There are several tools and programming libraries, such as Breezometer (2020), IQAir (2021), PlumeLabs (2020), which can be used for air pollution estimation and visualization. In general, these libraries use data collected by air quality monitoring stations in their estimation models. In areas not covered by these stations, it is difficult to obtain an accurate air pollution map, given that estimation models that are not based on sensory information are rather incomplete. Lakhani et al. (2010), reviews different monitoring methods, all of them requiring in situ measurements of the target pollutant.
To improve the representation of air pollution maps, we propose the representation of knowledge-based pollution maps, where an environmental expert can represent pollution sources. To realize this, we developed a novel graphical tool that taps on exploiting explicit expert knowledge for solving the task at hand. Through this tool, experts can graphically and, thus, intuitively represent dynamic air pollution profiles. A profile can depend on weekday, hour, or any other parameter that the expert finds suitable (e.g., wind orientation). The expert can then associate a pollution profile to different map elements (e.g., building, road), thus specifying which map elements are the actual pollution sources of the associated pollution profile. Once the expert assigns a set of air pollution values to the pollution source profile’s parameters, users can visualize the corresponding predicted pollution diffusion pattern through a heat map.

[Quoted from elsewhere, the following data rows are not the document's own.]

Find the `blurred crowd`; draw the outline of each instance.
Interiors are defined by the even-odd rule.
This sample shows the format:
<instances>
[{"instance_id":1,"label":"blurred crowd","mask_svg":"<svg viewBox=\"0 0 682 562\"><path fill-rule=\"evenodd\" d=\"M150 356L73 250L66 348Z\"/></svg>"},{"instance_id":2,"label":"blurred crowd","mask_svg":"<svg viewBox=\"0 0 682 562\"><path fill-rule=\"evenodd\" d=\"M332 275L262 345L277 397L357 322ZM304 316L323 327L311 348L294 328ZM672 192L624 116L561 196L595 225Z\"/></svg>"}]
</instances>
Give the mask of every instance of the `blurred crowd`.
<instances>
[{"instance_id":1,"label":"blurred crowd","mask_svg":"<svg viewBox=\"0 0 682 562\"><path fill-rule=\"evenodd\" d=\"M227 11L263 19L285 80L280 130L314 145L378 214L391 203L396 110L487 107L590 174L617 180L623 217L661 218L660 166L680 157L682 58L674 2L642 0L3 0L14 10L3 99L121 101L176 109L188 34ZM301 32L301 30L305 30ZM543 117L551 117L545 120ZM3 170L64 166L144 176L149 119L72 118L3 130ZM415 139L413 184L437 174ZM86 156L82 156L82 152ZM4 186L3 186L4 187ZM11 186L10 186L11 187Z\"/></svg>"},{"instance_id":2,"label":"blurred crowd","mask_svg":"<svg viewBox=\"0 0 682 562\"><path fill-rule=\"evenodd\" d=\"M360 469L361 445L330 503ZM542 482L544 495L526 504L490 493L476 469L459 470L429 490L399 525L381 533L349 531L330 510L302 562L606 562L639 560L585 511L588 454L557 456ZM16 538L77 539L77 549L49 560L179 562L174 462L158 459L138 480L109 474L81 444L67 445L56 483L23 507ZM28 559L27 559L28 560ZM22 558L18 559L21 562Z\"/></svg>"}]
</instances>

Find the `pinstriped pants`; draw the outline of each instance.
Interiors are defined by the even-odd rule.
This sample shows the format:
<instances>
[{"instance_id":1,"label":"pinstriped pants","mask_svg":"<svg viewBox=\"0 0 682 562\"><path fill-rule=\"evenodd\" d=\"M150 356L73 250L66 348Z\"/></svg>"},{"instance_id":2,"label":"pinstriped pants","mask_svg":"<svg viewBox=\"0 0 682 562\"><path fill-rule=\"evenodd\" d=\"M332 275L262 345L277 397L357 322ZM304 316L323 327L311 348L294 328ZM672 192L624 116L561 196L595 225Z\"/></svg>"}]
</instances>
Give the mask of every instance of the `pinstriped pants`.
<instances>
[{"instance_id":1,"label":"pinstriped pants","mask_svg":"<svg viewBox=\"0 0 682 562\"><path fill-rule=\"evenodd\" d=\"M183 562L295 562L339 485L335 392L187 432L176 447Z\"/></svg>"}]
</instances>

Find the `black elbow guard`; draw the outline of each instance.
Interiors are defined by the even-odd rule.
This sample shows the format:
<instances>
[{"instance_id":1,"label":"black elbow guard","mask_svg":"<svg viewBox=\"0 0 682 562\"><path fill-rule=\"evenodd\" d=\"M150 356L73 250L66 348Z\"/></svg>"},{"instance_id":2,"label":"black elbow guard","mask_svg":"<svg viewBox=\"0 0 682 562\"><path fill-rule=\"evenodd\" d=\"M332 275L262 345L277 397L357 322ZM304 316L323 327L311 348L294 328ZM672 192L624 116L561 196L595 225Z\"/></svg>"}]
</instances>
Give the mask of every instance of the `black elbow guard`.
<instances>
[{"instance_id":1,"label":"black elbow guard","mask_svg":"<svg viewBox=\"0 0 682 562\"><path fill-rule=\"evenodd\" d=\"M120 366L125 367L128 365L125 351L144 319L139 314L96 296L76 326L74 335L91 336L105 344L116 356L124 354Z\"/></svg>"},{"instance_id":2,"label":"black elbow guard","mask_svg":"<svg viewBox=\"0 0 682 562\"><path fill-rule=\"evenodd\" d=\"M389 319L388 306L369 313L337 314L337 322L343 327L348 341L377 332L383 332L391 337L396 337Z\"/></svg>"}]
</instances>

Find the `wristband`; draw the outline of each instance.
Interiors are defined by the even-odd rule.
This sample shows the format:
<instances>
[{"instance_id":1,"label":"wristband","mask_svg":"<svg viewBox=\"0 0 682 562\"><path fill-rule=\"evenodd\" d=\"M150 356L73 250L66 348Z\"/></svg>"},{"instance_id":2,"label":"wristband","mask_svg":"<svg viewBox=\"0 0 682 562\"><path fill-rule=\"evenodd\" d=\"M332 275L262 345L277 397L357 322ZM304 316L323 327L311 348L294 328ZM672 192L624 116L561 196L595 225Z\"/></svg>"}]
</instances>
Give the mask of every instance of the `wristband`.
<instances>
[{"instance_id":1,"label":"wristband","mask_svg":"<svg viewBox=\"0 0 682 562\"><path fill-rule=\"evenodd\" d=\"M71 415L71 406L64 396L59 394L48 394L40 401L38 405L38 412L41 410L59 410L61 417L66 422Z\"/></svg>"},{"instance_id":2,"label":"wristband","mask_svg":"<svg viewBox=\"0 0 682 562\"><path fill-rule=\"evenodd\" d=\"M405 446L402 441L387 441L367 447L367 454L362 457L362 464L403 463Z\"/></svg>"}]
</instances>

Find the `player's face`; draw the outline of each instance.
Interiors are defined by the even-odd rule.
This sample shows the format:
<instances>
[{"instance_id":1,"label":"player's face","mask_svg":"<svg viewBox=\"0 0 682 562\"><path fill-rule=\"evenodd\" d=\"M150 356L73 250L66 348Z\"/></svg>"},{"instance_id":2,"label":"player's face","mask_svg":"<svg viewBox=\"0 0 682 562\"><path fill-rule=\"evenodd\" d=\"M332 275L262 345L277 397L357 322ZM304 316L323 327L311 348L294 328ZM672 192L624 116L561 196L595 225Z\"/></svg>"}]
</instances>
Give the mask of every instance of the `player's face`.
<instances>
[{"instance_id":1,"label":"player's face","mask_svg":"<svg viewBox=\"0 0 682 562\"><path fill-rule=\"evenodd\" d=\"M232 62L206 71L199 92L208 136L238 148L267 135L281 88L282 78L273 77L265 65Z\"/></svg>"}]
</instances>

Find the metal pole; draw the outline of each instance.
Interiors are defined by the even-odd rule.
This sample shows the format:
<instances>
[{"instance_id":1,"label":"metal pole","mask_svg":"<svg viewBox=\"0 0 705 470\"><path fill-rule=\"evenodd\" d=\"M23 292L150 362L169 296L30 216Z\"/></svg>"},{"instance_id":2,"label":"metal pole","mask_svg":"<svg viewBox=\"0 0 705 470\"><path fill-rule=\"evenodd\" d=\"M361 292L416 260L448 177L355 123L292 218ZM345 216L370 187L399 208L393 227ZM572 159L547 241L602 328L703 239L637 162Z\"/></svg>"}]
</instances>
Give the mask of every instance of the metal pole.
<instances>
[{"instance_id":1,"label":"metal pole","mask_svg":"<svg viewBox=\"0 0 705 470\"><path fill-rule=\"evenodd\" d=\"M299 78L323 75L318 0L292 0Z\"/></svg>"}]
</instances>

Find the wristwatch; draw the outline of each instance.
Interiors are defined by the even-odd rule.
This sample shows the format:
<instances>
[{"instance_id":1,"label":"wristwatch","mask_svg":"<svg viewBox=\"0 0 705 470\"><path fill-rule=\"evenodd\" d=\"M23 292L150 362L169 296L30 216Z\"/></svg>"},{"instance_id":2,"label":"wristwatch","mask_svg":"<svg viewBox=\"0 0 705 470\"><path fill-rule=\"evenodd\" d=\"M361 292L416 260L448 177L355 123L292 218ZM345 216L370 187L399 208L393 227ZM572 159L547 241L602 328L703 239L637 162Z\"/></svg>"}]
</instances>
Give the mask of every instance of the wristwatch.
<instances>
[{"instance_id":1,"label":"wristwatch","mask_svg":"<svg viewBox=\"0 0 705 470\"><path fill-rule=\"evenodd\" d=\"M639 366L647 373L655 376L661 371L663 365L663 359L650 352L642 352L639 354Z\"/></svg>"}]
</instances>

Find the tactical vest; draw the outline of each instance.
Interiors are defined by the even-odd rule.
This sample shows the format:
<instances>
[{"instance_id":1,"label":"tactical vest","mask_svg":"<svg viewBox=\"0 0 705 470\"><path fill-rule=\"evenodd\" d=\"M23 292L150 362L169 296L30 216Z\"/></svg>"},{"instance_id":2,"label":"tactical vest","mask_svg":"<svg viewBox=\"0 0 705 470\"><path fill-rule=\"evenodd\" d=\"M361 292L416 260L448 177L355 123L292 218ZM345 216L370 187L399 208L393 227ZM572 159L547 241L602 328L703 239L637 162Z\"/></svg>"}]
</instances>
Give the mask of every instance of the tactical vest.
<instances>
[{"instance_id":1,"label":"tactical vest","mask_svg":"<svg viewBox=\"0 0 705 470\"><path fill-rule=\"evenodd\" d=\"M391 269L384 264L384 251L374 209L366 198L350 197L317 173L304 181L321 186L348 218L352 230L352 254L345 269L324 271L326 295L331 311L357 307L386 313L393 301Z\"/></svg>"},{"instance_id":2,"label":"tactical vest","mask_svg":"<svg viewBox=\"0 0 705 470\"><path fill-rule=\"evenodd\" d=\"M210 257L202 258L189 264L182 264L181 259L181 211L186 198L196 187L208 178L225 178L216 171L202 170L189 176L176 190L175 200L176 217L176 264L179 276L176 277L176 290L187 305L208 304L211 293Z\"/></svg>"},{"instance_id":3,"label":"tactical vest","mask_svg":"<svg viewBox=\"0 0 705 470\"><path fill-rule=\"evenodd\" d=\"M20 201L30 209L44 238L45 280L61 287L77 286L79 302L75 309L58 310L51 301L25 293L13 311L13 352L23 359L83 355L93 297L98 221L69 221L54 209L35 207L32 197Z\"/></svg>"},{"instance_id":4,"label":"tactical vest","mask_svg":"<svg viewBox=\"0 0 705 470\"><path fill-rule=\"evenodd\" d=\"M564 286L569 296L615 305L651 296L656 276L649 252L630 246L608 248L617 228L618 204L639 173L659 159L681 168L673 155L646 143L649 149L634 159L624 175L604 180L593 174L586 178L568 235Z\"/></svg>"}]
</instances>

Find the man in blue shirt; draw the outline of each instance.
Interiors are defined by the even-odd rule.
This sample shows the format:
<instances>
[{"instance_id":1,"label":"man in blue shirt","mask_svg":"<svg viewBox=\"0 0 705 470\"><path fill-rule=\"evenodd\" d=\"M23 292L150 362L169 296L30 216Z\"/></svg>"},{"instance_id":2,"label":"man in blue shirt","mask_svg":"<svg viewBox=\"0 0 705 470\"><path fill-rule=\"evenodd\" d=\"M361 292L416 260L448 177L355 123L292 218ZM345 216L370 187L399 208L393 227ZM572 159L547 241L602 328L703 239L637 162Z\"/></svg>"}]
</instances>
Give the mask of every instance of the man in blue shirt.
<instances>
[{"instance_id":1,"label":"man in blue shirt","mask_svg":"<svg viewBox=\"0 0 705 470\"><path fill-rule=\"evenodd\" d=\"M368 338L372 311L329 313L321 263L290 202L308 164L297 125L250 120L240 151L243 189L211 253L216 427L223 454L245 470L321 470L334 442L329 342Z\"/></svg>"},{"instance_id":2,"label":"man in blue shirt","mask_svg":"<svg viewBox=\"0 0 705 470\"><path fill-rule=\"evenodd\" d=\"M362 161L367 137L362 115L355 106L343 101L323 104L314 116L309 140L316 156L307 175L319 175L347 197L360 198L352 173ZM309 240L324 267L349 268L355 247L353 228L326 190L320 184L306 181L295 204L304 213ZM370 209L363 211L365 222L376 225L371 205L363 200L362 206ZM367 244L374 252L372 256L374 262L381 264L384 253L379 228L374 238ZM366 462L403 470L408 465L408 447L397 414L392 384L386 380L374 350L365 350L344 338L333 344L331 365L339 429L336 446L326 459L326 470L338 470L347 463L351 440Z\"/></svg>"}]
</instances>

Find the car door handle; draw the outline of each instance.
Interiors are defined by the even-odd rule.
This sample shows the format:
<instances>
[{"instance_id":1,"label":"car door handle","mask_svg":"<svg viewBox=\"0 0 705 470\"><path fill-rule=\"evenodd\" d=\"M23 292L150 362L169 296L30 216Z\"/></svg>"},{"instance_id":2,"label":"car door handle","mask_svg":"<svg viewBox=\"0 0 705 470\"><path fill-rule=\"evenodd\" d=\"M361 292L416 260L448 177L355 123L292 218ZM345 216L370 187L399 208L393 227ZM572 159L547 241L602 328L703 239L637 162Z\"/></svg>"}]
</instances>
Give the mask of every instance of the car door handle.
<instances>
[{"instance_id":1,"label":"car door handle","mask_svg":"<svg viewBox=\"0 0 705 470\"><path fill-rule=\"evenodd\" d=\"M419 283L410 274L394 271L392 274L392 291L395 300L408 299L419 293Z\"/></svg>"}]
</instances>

The design of our tool was influenced by existing map-based applications. For instance, in Google Maps users can select two types of maps: one that displays polygons and polylines representing different features such as buildings or roads among other; a second that displays satellite imagery. On top of these two information layers, users can view additional layers (e.g., traffic, terrain elevation). Another example, Open Street Map, is a programming library that provides the user with different pictorial representations. The selection of a particular library to develop our graphical tool was based on the associated learning curve and map data availability.
This article is an extended version of a previous conference paper (Vital et al., 2021). The focus of this article is to introduce the concept of knowledge-based generation of pollution maps, to present a graphical tool and to assess its usability to represent expert knowledge. To achieve this goal, we performed a set of usability tests with 30 participants, of which 3 were environmental experts and 3 were environmental sciences master students. Participants performed a set of tasks and filled a usability questionnaire.